Ernst Wiechert hat tatsächlich etwas vom Wesen dieser Sekte erfaßt, nämlich die unbegreifliche Sturheit, die Unzugänglichkeit gegenüber jedem Argument und vor allem das völlige Durcheinander in der Lehre.

Und die wollen wir uns jetzt, als dritten Punkt, näher ansehen. Die Zeugen Jehovas haben ihren Namen nach dem Gott des Alten Testamentes, Jahwe, den sie aber mit bestimmten Vokalen versehen haben, so daß Jehova daraus geworden ist. Das zeigt schon, daß sie das Alte Testament weit mehr in ihrer Religion benutzen als das Neue Testament. Sie lesen das Neue Testament im Lichte des Alten, statt wie wir das Alte Testament im Lichte des Neuen zu lesen. Ihr Gottesbegriff ist unhaltbar; denn ihr Gott hat einen Körper. Ihr Gott ist nicht nur Geist, ihr Gott hat auch einen Körper, und damit ist natürlich ausgeschlossen, daß er der actus purus, die reine Verwirklichung des Seins, sein kann, als den wir ihn notwendig bekennen müssen, wenn wir ihn von der Schöpfung absetzen wollen.

Mit Erbitterung bekämpft die Sekte die Trinität, die Dreifaltigkeit. Alle Stellen, die davon sprechen in der Bibel, werden zu entwerten versucht. Sie hat ein Verhältnis zu Jesus Christus, aber auch da liegt die Verkehrung zutage. Nach ihr hat Jesus drei Stadien durchgemacht. Im ersten Stadium war er als Geschöpf Gottes im Himmel und identisch mit dem Erzengel Michael. Im zweiten Stadium war er auf der Erde, und hier war er ein echter Mensch, ist aber in seinem Menschsein völlig vernichtet worden durch den Tod. Im dritten Stadium ist er göttlichen Wesens und göttlicher Natur teilhaftig geworden, er hat einen göttlichen Leib empfangen und ist also jetzt in der Herrlichkeit Gottes, des ewigen Jehova.

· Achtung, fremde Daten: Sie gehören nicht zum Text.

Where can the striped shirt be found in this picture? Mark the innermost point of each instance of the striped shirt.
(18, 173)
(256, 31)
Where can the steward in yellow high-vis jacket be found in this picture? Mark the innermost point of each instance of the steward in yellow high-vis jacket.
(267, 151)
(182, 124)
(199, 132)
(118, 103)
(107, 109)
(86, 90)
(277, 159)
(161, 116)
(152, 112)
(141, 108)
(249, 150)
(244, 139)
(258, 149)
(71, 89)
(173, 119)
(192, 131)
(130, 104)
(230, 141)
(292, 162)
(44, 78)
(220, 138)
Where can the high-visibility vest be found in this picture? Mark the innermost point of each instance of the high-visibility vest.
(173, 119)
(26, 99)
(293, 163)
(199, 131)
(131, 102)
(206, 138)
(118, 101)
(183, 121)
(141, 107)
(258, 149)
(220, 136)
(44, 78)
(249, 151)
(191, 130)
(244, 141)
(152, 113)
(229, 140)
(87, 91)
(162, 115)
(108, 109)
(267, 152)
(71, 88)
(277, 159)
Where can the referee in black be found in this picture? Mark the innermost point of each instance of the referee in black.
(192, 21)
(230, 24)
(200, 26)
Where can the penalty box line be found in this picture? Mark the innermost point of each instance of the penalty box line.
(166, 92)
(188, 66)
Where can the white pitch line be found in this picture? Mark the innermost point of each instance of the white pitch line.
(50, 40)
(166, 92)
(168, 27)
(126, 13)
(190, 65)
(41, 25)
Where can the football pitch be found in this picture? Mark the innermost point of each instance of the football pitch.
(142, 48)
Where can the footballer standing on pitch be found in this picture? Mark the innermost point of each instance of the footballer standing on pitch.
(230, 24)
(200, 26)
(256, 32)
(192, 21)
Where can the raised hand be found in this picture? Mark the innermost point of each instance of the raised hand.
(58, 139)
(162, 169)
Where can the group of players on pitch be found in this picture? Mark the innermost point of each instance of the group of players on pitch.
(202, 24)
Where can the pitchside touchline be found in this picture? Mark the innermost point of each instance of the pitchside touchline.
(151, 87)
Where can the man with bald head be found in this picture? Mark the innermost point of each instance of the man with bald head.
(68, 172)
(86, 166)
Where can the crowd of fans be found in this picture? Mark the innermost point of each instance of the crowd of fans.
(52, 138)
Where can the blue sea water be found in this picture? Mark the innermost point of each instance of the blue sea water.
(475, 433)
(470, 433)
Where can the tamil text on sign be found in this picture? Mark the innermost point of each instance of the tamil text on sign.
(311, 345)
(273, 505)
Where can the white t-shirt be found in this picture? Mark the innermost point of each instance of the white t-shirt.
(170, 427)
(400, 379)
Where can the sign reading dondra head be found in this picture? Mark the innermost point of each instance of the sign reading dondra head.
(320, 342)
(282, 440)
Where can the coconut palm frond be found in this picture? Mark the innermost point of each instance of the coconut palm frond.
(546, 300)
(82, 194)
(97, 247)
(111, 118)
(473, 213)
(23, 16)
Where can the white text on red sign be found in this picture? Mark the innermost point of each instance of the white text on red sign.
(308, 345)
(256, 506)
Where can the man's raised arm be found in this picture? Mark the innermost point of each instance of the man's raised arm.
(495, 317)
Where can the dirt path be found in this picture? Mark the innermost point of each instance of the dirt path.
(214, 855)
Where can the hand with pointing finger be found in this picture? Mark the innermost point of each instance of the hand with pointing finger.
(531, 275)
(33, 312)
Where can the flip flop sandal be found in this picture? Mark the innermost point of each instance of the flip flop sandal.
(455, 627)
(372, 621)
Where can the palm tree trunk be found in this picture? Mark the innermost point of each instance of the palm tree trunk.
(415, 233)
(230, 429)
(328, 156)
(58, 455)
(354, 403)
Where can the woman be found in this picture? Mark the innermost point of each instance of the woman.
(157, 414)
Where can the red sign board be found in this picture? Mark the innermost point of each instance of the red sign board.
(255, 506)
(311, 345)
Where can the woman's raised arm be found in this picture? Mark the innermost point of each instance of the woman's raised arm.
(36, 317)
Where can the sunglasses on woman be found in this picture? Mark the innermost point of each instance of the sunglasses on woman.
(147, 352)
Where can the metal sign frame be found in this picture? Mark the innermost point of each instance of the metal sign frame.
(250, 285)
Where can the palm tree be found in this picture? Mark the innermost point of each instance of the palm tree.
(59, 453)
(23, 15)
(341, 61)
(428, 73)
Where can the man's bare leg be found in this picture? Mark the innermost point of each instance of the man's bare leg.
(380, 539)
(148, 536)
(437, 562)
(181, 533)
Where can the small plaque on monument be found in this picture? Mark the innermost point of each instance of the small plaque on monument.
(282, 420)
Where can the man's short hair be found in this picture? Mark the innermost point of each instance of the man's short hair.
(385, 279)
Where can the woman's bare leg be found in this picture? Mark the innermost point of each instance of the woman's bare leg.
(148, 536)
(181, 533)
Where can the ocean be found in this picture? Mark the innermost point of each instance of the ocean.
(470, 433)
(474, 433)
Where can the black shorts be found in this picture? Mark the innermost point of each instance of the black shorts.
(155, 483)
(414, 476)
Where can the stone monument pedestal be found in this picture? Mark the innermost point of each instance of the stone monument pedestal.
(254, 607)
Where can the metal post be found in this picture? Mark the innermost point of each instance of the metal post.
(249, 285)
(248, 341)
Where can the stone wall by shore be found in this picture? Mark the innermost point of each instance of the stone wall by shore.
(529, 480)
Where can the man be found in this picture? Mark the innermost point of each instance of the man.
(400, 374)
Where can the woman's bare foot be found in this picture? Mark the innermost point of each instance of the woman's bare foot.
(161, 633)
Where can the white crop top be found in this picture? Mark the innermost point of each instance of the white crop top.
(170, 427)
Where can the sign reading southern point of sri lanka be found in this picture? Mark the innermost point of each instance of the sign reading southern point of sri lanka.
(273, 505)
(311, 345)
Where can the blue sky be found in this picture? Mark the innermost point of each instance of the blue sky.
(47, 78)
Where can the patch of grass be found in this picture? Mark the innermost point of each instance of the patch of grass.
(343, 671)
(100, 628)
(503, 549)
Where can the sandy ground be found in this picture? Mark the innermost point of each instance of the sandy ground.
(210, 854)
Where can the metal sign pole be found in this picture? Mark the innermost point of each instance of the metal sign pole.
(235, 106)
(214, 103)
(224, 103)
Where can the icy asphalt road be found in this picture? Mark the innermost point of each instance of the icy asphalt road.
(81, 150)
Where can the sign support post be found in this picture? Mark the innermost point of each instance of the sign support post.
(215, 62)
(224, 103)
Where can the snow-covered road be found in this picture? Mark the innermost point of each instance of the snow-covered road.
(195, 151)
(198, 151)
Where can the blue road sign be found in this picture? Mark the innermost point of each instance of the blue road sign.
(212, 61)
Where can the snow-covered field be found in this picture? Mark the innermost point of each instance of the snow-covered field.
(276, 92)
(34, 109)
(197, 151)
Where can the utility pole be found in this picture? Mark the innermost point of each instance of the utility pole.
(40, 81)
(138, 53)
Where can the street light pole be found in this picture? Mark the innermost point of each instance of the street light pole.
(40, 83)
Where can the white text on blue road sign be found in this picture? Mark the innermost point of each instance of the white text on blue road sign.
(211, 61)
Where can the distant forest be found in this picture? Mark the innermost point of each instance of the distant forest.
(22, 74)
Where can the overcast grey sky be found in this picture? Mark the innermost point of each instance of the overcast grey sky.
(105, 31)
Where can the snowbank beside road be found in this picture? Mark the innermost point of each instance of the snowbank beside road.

Von Kirche und Sakramenten halten die Zeugen Jehovas nichts. Wenn man überhaupt bei ihnen von einer Kirche sprechen kann, dann ist es diese Gemeinschaft. Alle anderen religiösen Verbände werden scharf abgelehnt, am schärfsten die katholische Kirche. Mit infernalischem Haß wird über diese Kirche hergefallen. Die Zeugen Jehovas kennen auch keine Sakramente. Zwar gibt es bei ihnen eine Taufe durch Untertauchen, aber es ist keine sakramentale Wirksamkeit, die diesem Geschehen zugesprochen wird, sondern es ist nur ein Symbol dafür, daß man sich Jehova übergeben hat. Einmal im Jahre, am 15. Nisan, also an einem jüdischen Festtag, feiern die „Auserwählten“ das Abendmahl als Gedächtnismahl an Jesus.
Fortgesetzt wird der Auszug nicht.